Strange behavior
So: What did they find? Anthropic examined 10 different behaviors in Claude. One implied the use of different languages. Does Claude have a part that speaks French and another part that speaks Chinese, and so on?
The team noted that Claude used components independent of any language to answer a question or solve a problem, then chose a specific language when it answered. Ask him “What is the opposite of little?” In English, French and Chinese and Claude will first use non -neutral components linked to “smallness” and “opposites” To find an answer.

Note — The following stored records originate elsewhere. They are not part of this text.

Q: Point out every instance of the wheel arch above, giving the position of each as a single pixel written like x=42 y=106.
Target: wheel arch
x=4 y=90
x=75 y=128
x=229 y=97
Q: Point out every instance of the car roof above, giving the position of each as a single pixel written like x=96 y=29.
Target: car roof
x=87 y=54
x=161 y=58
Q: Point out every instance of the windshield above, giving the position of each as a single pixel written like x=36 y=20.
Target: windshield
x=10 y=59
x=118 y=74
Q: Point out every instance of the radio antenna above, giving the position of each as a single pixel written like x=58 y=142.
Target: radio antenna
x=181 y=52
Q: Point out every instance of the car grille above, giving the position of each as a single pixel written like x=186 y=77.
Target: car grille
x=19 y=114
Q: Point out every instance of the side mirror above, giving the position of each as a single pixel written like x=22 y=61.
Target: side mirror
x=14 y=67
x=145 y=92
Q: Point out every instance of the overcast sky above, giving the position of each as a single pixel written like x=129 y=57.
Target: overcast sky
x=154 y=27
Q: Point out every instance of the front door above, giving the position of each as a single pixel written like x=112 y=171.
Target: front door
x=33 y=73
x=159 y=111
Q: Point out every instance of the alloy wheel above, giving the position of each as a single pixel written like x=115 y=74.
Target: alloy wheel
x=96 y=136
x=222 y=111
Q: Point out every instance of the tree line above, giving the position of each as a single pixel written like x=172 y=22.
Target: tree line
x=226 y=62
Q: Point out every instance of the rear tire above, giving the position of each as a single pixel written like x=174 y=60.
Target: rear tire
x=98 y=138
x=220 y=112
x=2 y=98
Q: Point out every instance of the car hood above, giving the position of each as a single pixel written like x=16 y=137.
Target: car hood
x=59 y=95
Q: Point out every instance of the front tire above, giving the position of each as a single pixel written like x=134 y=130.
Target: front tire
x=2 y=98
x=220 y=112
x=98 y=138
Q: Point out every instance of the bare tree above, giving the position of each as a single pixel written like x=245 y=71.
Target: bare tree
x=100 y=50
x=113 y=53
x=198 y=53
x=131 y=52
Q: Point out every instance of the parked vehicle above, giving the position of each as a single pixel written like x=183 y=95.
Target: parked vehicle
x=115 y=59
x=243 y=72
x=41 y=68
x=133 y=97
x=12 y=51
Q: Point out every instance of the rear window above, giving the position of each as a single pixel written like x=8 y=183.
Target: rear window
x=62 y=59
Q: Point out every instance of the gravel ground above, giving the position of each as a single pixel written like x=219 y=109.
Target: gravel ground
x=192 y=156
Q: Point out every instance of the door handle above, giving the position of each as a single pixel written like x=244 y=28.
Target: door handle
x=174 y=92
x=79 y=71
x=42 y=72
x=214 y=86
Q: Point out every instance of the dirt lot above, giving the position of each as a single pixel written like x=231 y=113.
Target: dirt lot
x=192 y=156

It is only then that he will choose a specific language in which to respond. This suggests that large languages can learn things in a language and apply them in other languages.
Anthropic also examined how Claude has solved simple mathematical problems. The team noted that the model seems to have developed its own internal strategies that do not resemble those it will have seen in its training data. Ask Claude to add 36 and 59 and the model will go through a series of stages, including adding a selection of approximate values (add 40,Hish and 60,Hish, add 57 and 36,ishish). Towards the end of its process, it offers the value 92ISH. Meanwhile, another sequence of steps focuses on the latest figures, 6 and 9, and determines that the answer must end with a 5. The fact of putting this with 92ish gives the right answer of 95.
And yet, if you then ask Claude how it worked, he will say something like: “I added those (6 + 9 = 15), I wore the 1, then I added the 10s (3 + 5 + 1 = 9), resulting in 95.” In other words, it gives you a common approach found everywhere online rather than what it really did. Yeah! The LLMs are bizarre. (And not to trust.)

Anthropic
This is clear proof that the models of large languages will give reasons for what they do which do not necessarily reflect what they have done. But that is true for people too, says Batson: “You ask someone:” Why did you do this? “And they say to themselves: ‘Hmm, I suppose it is because I was ….’ ‘you know, maybe not.
Biran thinks that this observation is particularly interesting. Many researchers study the behavior of models of large languages by asking them to explain their actions. But that could be a risky approach, he said: “While the models continue to become stronger, they must be equipped with better railings. I believe – and this work also shows – which is based only on the results of the model is not enough. ”
A third task that Anthropic studied was to write poems. The researchers wanted to know if the model really did it only, predicting a word at a time. Instead, they found that Claude looked in a way towards the future, choosing the word at the end of the next line several words in advance.
For example, when Claude received the prompt “a verse of rhymes: he saw a carrot and had to catch it,” replied the model: “His hunger was like a hungry rabbit.” But using their microscope, they saw that Claude had already struck the word “rabbit” when he treated “grasp”. He then seemed to write the next line with this end already in place.